Ancient carbon flux into ecosystem biomass in shallow-water hydrothermal systems

Hydrothermal vents introduce substantial amounts of ¹⁴ C-free carbon into the ocean, primarily as CO ₂ . While these emissions influence the global oceanic carbon pool, the mechanisms by which this carbon is integrated into marine ecosystems remain largely unexplored. Here, we present a combination of bulk ¹⁴ C and ¹³ C measurements of particulate organic carbon (POC) from water column filters with compound-specific ² H, ¹³ C, and ¹⁴ C analyses of fatty acids from surface sediments to investigate carbon cycling across benthic and pelagic realms in a low pH, shallow-water hydrothermal system off Taiwan. Using isotope correlations, this study demonstrates that vent-derived CO ₂ is incorporated into the local microbial and faunal ecosystem through chemoautotrophy and supports photoautotrophy in the overlying water column, particularly at the margins of the vent plumes. Our findings reveal carbon uptake levels in vent fluids are substantially higher than previously documented.

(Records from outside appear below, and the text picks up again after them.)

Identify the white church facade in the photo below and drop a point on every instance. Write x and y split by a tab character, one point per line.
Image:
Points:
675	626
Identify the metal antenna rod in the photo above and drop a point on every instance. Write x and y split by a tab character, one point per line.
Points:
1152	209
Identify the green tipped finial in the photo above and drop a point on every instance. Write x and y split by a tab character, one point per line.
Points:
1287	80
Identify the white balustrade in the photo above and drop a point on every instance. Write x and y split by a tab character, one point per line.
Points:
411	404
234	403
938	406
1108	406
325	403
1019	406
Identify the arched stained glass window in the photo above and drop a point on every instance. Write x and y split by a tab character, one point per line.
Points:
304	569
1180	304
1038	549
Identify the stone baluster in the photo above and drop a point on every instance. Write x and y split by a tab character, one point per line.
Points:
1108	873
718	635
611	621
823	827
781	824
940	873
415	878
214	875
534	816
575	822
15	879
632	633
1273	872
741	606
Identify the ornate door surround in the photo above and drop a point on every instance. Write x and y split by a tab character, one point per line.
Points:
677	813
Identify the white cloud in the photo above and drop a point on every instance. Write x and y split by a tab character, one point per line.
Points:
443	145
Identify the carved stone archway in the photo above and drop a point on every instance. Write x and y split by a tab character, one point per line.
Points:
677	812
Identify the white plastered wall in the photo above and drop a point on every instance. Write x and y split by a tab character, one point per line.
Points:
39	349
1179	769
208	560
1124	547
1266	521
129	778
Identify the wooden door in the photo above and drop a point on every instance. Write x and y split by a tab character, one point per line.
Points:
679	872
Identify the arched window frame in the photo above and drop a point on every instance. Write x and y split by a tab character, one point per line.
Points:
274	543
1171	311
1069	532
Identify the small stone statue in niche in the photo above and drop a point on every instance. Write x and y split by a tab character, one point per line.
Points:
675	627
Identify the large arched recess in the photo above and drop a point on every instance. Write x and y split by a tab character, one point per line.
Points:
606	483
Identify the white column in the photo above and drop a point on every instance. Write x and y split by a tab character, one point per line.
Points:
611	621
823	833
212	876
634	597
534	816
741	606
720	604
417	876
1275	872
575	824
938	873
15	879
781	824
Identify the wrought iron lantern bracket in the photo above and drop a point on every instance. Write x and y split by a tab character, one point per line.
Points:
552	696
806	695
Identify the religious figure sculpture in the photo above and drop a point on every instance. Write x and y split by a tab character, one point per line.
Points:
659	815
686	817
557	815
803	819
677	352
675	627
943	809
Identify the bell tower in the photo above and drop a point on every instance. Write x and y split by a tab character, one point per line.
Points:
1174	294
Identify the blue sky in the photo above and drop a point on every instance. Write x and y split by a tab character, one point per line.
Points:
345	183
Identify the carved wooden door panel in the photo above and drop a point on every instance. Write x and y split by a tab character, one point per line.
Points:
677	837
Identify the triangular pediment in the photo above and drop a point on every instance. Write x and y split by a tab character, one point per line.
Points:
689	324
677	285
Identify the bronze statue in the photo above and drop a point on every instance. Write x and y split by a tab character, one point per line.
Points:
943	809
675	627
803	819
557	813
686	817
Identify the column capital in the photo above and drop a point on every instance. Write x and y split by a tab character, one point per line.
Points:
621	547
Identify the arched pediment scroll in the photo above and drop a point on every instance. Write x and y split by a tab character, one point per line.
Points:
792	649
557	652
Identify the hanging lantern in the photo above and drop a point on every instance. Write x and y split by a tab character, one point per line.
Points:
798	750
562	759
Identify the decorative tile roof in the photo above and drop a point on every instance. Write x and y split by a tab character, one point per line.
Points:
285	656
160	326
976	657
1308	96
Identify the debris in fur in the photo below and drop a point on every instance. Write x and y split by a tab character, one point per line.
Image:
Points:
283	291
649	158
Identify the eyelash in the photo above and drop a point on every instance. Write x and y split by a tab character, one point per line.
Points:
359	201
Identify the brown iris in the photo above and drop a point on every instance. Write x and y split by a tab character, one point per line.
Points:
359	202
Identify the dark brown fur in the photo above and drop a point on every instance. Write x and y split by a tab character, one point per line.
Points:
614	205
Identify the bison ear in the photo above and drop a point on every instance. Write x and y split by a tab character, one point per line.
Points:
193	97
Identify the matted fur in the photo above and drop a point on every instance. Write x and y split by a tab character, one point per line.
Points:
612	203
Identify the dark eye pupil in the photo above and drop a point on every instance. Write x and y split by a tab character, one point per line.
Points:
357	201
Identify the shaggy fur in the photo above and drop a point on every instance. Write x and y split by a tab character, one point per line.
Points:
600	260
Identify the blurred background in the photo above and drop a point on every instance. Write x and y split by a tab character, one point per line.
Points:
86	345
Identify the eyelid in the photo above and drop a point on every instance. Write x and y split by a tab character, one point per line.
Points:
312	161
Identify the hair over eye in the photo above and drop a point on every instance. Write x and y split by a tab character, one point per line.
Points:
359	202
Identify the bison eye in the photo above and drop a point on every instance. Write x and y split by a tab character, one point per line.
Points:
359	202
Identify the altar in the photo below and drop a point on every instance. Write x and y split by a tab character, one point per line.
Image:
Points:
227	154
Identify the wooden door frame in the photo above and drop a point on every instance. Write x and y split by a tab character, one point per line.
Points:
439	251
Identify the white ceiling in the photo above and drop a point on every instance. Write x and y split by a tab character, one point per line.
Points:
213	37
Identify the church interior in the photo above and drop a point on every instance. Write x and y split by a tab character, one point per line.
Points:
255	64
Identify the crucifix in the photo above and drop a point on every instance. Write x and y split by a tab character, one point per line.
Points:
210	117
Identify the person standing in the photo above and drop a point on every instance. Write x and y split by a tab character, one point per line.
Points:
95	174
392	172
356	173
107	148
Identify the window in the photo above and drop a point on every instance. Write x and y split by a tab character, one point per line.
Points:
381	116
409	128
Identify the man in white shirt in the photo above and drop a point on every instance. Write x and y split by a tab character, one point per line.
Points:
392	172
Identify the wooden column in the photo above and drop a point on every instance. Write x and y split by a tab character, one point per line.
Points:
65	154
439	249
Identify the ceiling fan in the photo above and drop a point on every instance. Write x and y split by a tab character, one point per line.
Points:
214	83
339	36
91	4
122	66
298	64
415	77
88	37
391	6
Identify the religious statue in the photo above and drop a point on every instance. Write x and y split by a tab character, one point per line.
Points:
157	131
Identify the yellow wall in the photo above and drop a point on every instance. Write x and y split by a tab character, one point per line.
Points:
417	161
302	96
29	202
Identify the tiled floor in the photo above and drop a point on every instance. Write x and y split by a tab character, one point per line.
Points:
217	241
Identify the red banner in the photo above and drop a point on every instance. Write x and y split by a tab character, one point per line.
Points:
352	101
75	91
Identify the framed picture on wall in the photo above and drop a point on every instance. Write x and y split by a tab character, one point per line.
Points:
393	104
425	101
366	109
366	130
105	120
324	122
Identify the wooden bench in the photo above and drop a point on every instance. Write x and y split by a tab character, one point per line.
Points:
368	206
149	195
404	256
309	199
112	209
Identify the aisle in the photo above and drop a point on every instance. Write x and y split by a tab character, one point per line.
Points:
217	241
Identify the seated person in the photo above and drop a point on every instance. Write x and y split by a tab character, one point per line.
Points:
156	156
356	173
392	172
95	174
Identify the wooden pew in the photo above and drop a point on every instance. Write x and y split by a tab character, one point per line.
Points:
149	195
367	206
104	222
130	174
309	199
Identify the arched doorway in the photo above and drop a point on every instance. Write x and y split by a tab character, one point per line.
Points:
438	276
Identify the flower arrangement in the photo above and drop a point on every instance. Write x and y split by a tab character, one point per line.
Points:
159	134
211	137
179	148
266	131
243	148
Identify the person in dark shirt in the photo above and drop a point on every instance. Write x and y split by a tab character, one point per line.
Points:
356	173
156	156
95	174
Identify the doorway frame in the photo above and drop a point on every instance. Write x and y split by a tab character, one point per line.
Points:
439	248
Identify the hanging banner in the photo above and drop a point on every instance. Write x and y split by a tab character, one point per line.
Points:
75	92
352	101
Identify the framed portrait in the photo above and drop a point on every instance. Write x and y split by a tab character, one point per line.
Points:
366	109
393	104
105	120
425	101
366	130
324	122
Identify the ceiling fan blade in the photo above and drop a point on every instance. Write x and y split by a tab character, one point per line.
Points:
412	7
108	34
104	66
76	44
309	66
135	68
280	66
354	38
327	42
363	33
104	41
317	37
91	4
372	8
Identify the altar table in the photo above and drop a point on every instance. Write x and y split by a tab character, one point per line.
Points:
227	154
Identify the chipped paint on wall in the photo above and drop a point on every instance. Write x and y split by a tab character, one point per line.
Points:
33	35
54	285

However, within a 20-meter radius of the vents only up to 3.4% of the daily CO ₂ emissions are sequestered, confirming hydrothermal systems as net contributors to the global oceanic inorganic carbon pool. Our novel isotope-based approach provides in-situ evidence of photoautotrophs incorporating vent carbon, highlighting a yet unrecognized pathway of ancient carbon integration into marine ecosystems and carbon sequestration in hydrothermal regions.